By Stephen D. Simpson, CFA
Such is the state of business for companies that supply equipment to carriers like Verizon (NYSE:VZ) like AT&T (NYSE:T) that not missing numbers is greeted with the enthusiasm usually reserved for beat-and-raise stories. Certainly these are challenging times for last-mile equipment vendor Adtran (NASDAQ:ADTN), but increased home and business demand for broadband and ongoing wireless backhaul buildout could spell better times ahead.
Q4 Results - Good Enough Will Do
Adtran's results weren't great, but the performance at other carrier equipment vendors like Alcatel-Lucent (ALU) and Acme Packet (NASDAQ:APKT) wouldn't give any reason to expect them to be so. Nevertheless, a sequential revenue drop of 9% (and a 6% gain from last year) was good enough to meet expectations.
Adtran saw year-on-year growth in both broadband access (up 49%) and internetworking (up 37%), but sequential comparisons were not so exciting (down almost 15% and up about 2%, respectively). Optical access was outright bad, though, as sales dropped 17% from last year and 25% from the third quarter.
Margin preservation is proving to be quite challenging, as operating leverage cuts both ways. Gross margin contracted 40 basis points sequentially, while operating income fell more than three full points on a 20% sequential drop in operating income.
Waiting For Carriers To Pick Up
It's clear that major carriers like Verizon and AT&T have cut back on their capital spending, and analysts and Adtran longs are all hoping this reverses relatively early in 2012. In the case of AT&T, which has been a sizable Adtran customer in the past, the dissolution of the merger with T-Mobile should be a positive once the dust settles. In the meantime, though, Adtran has to prove it can hold and build the business it has built with the likes of CenturyLink (NYSE:CTL) and Frontier (NYSE:FTR), while also hoping that Congress doesn't completely kill ongoing funding support for broadband upgrades.
Is Nokia-Siemens A Boon Or Bane?
Adtran has had its challenges in penetrating markets outside the U.S. While Adtran does well enough against companies like Alcatel, Cisco (NASDAQ:CSCO), Ericsson (NASDAQ:ERIC) and Calix (NYSE:CALX) in the U.S, it has had a harder time competing overseas. Given the growth potential in overseas broadband, not to mention the emergence of Huawei as a player in the U.S. equipment market, this is no minor issue.

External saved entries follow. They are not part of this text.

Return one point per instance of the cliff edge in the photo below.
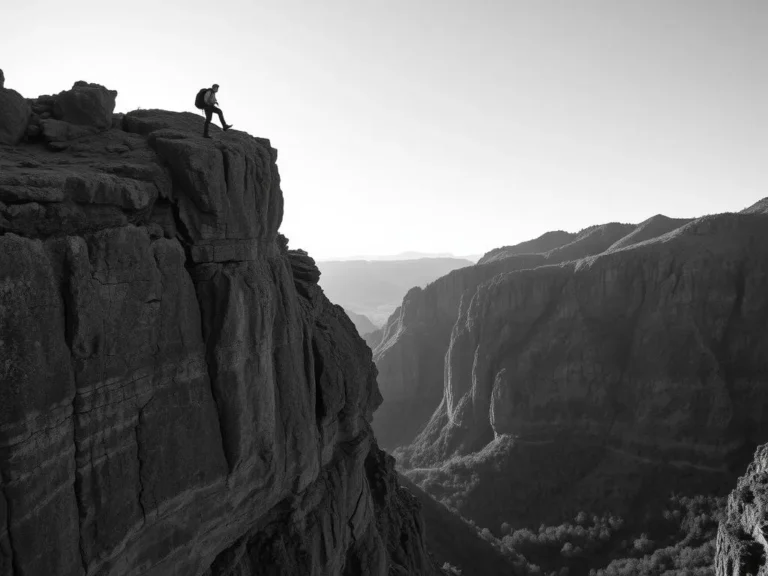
(177, 395)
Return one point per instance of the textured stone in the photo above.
(87, 105)
(60, 131)
(177, 395)
(14, 117)
(635, 369)
(413, 344)
(742, 548)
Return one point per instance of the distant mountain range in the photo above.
(410, 255)
(376, 288)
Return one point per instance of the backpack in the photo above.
(199, 102)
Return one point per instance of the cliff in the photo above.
(177, 395)
(613, 380)
(741, 540)
(410, 350)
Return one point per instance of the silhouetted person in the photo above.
(209, 105)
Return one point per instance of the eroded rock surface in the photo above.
(14, 116)
(177, 395)
(613, 380)
(742, 548)
(411, 348)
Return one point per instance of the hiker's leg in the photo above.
(208, 115)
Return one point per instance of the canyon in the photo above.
(177, 395)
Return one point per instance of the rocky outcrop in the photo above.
(14, 115)
(637, 369)
(411, 350)
(742, 549)
(362, 323)
(544, 243)
(177, 395)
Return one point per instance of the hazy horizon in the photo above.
(443, 127)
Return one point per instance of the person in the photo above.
(209, 105)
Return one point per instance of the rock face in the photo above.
(362, 323)
(411, 349)
(14, 116)
(741, 542)
(612, 378)
(177, 395)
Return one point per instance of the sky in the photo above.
(441, 125)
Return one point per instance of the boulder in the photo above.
(59, 131)
(86, 104)
(14, 116)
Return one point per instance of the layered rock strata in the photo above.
(410, 349)
(742, 548)
(177, 395)
(609, 379)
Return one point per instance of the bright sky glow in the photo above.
(441, 125)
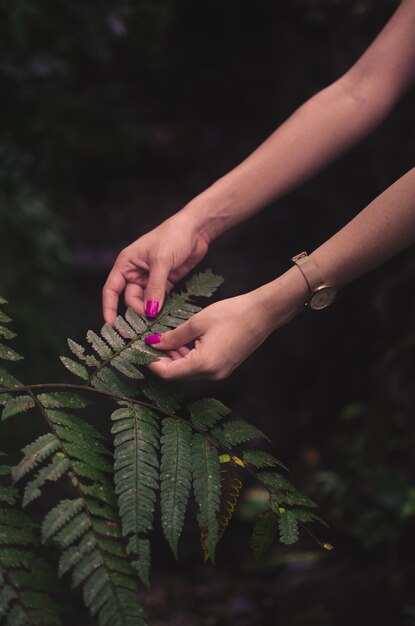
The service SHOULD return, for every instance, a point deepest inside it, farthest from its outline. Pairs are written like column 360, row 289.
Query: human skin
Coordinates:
column 323, row 128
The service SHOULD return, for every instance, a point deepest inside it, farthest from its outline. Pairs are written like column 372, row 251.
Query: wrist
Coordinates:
column 213, row 212
column 282, row 298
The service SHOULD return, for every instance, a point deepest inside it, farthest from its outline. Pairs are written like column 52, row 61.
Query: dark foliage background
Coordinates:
column 113, row 115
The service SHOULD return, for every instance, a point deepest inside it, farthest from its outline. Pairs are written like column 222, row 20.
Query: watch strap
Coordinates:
column 310, row 271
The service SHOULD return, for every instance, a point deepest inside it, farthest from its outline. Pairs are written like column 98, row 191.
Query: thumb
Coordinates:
column 156, row 288
column 184, row 334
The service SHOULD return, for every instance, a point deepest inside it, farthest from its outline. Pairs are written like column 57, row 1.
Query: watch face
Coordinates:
column 322, row 297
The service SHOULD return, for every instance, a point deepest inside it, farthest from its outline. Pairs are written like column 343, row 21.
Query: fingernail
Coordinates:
column 152, row 308
column 151, row 339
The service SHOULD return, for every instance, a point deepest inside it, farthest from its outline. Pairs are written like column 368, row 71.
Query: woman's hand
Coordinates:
column 226, row 332
column 153, row 264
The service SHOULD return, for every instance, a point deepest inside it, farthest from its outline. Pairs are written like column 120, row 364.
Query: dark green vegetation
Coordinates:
column 102, row 524
column 113, row 114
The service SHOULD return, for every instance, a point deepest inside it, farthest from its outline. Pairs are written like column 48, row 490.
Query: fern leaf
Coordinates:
column 122, row 364
column 236, row 432
column 136, row 440
column 99, row 345
column 203, row 284
column 8, row 354
column 206, row 485
column 75, row 368
column 264, row 533
column 167, row 396
column 7, row 380
column 6, row 332
column 124, row 328
column 107, row 380
column 25, row 579
column 261, row 459
column 41, row 449
column 109, row 586
column 231, row 485
column 17, row 405
column 288, row 526
column 176, row 476
column 62, row 400
column 112, row 337
column 207, row 413
column 62, row 418
column 135, row 321
column 54, row 471
column 286, row 493
column 8, row 494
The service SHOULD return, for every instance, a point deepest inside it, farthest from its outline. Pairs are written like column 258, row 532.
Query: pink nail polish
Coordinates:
column 152, row 339
column 152, row 308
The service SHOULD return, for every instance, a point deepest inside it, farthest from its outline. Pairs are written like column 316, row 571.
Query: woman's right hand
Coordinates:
column 153, row 264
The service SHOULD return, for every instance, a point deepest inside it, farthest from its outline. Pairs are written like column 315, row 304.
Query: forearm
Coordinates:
column 319, row 131
column 384, row 228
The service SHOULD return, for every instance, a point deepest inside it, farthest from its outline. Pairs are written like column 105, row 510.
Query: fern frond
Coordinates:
column 265, row 532
column 109, row 586
column 167, row 396
column 17, row 405
column 285, row 492
column 207, row 413
column 176, row 477
column 206, row 485
column 231, row 485
column 288, row 526
column 136, row 441
column 37, row 452
column 26, row 580
column 261, row 459
column 63, row 400
column 236, row 432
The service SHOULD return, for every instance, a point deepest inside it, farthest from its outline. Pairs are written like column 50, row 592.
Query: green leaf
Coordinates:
column 59, row 516
column 288, row 526
column 53, row 471
column 265, row 533
column 206, row 413
column 168, row 396
column 236, row 432
column 5, row 319
column 17, row 405
column 135, row 321
column 112, row 337
column 6, row 332
column 63, row 399
column 8, row 354
column 176, row 476
column 36, row 452
column 74, row 367
column 206, row 484
column 7, row 380
column 136, row 442
column 81, row 426
column 261, row 459
column 8, row 494
column 203, row 284
column 107, row 380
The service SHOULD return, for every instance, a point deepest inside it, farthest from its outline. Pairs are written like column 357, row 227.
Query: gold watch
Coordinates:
column 321, row 294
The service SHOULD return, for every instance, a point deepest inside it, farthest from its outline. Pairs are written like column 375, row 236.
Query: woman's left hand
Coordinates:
column 227, row 332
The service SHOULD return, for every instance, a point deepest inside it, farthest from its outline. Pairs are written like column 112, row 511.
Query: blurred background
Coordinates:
column 113, row 115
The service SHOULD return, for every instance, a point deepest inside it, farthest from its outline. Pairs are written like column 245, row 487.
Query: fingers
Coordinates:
column 156, row 288
column 174, row 368
column 177, row 338
column 133, row 297
column 110, row 294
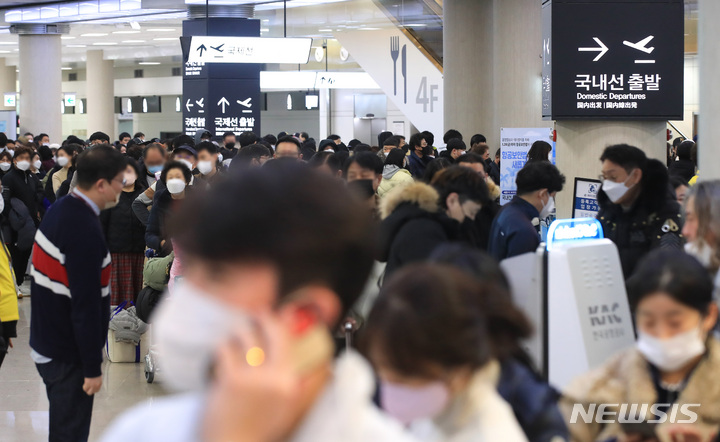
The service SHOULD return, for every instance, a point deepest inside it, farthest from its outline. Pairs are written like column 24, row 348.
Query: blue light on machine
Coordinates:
column 578, row 229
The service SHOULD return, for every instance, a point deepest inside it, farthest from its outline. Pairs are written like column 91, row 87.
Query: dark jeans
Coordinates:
column 20, row 261
column 70, row 407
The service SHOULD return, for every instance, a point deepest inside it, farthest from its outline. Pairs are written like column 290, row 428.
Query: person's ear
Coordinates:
column 452, row 200
column 708, row 322
column 311, row 306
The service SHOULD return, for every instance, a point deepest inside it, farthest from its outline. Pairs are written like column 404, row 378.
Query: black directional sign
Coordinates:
column 610, row 59
column 220, row 97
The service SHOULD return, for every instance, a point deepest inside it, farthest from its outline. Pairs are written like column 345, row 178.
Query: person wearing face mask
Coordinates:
column 176, row 179
column 417, row 218
column 534, row 402
column 36, row 167
column 187, row 155
column 394, row 172
column 674, row 362
column 701, row 228
column 638, row 210
column 363, row 173
column 153, row 160
column 229, row 149
column 419, row 155
column 125, row 236
column 254, row 155
column 208, row 163
column 70, row 293
column 514, row 230
column 5, row 163
column 23, row 201
column 388, row 145
column 64, row 161
column 258, row 365
column 428, row 340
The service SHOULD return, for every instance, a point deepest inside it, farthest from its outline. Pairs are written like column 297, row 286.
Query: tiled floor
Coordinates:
column 23, row 403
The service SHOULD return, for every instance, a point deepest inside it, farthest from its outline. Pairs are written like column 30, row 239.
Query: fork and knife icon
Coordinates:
column 395, row 52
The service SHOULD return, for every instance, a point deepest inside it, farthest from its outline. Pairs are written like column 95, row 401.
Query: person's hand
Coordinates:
column 253, row 403
column 92, row 385
column 687, row 433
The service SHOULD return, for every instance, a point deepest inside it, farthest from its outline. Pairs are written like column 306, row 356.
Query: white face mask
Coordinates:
column 700, row 250
column 548, row 208
column 188, row 328
column 187, row 163
column 175, row 186
column 672, row 353
column 205, row 167
column 111, row 204
column 615, row 191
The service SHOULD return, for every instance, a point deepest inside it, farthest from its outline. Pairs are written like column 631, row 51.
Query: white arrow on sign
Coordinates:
column 602, row 49
column 223, row 102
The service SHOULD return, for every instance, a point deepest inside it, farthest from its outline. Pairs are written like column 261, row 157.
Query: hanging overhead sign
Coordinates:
column 249, row 50
column 606, row 59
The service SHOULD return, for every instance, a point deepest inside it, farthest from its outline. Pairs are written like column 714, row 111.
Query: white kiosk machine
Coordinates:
column 574, row 292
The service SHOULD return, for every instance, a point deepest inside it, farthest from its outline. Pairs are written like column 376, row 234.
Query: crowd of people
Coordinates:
column 275, row 244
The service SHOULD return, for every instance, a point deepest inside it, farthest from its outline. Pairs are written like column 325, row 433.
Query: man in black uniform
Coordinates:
column 638, row 210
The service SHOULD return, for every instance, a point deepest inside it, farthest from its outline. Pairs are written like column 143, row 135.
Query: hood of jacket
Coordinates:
column 626, row 378
column 422, row 195
column 407, row 203
column 390, row 170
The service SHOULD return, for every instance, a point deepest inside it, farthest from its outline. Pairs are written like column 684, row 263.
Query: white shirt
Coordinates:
column 343, row 413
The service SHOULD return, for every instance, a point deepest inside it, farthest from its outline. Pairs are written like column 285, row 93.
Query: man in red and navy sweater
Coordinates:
column 71, row 293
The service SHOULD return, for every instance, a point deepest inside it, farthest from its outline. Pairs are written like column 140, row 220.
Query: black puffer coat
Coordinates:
column 654, row 221
column 124, row 232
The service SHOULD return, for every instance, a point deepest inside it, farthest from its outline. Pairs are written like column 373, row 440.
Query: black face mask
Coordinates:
column 362, row 188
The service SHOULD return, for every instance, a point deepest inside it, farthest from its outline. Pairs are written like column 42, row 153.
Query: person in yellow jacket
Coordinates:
column 8, row 300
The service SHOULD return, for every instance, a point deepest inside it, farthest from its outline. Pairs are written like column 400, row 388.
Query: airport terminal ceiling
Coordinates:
column 133, row 31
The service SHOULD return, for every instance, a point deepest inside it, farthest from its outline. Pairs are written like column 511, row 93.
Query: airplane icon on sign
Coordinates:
column 641, row 45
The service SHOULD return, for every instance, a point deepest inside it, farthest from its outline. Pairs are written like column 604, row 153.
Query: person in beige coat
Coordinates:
column 394, row 173
column 674, row 367
column 428, row 339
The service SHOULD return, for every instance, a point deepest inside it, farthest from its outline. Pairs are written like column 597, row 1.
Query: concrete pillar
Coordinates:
column 492, row 66
column 709, row 61
column 467, row 68
column 100, row 92
column 325, row 113
column 41, row 85
column 8, row 83
column 580, row 144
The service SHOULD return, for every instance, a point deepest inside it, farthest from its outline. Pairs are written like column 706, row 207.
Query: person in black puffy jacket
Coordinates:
column 684, row 167
column 638, row 210
column 125, row 236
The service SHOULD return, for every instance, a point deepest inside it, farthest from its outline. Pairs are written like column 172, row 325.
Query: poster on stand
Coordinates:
column 514, row 146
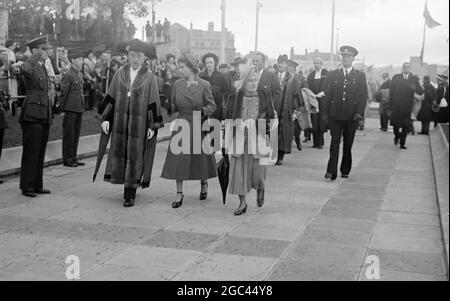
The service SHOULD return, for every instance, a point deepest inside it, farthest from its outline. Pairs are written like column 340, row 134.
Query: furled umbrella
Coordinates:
column 105, row 108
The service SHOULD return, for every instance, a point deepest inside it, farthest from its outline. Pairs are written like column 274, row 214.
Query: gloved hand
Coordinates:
column 320, row 95
column 358, row 117
column 105, row 127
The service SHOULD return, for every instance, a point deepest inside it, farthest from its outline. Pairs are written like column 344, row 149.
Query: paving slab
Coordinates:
column 309, row 228
column 235, row 266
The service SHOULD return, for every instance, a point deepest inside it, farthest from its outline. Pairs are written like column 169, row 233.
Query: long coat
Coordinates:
column 185, row 101
column 220, row 90
column 426, row 114
column 270, row 86
column 344, row 100
column 131, row 155
column 291, row 100
column 402, row 99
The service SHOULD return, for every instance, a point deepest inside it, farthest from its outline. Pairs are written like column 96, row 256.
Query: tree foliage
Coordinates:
column 119, row 10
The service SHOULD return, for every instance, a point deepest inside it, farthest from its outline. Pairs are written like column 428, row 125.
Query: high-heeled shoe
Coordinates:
column 241, row 211
column 260, row 201
column 204, row 195
column 176, row 205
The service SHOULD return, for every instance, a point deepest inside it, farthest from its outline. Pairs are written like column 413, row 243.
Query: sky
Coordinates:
column 386, row 32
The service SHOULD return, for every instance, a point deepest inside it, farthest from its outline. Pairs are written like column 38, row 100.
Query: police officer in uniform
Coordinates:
column 344, row 105
column 36, row 117
column 73, row 104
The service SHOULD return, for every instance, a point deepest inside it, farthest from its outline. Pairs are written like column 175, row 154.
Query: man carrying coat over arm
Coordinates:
column 132, row 118
column 344, row 106
column 401, row 101
column 35, row 118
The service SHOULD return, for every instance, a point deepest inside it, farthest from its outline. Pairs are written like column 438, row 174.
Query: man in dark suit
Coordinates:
column 344, row 105
column 35, row 118
column 291, row 100
column 219, row 83
column 317, row 83
column 73, row 104
column 403, row 87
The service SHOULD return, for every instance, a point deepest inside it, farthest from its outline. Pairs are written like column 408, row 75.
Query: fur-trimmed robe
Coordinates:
column 131, row 155
column 291, row 100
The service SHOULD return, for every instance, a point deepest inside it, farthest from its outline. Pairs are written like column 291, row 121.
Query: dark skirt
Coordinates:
column 187, row 167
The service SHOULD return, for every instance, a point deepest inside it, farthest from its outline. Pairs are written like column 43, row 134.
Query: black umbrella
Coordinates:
column 223, row 171
column 104, row 140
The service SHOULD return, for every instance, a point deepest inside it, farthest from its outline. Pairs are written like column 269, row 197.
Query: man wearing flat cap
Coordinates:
column 132, row 117
column 290, row 101
column 36, row 117
column 401, row 101
column 73, row 105
column 234, row 75
column 344, row 105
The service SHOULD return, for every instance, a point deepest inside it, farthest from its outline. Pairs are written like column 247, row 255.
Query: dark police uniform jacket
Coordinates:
column 72, row 99
column 37, row 107
column 345, row 98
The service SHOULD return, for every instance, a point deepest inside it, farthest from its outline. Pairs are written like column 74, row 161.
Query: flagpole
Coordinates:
column 423, row 43
column 333, row 13
column 223, row 58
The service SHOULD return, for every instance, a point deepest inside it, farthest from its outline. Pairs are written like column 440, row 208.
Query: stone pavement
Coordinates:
column 309, row 229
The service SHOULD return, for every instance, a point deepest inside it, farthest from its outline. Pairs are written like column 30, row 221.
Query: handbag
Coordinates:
column 435, row 108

Adtran recently announced a deal to acquire Nokia Siemens' broadband access business for an "undisclosed" amount believed to be $20 million or less. Given expectations of upwards of $140 million in revenue from this business, it seems like a bargain and a great way for Adtran to expand its overseas operations. The problem, though, is that Nokia Siemens has been struggling (and under-investing) for years now, and there is the not-inconsiderable risk that Adtran is going to bog itself down trying to resuscitate a dying goldfish.
The Bottom Line
Apparent bargains in tech hardware are always a reason to pause and re-consider. More often than not, success in tech hardware investing is about "buying high, selling even higher" with high-growth, high-multiple stories like F5 (NASDAQ:FFIV) as opposed to finding value-priced plays.
In the case of Adtran, these shares at least worth a second look. This company is something of a back-door play on both the growth of IP demand (especially from video) and wireless backhaul during the 4G build-out. Although Europe (and the Nokia Siemens deal) is definitely a challenge that has to go the right way, the company should be in place to benefit from a "when, not if" spending recovery from the major carriers.
Even with a fairly modest forward estimate of roughly 7% free cash flow growth over the next decade, Adtran looks cheap enough to consider. I wish the stock were a little less popular with analysts, but the combination of good returns on capital, strong free cash flow conversion, and solid product opportunities are worth a closer look.
Disclosure: I have no positions in any stocks mentioned, and no plans to initiate any positions within the next 72 hours.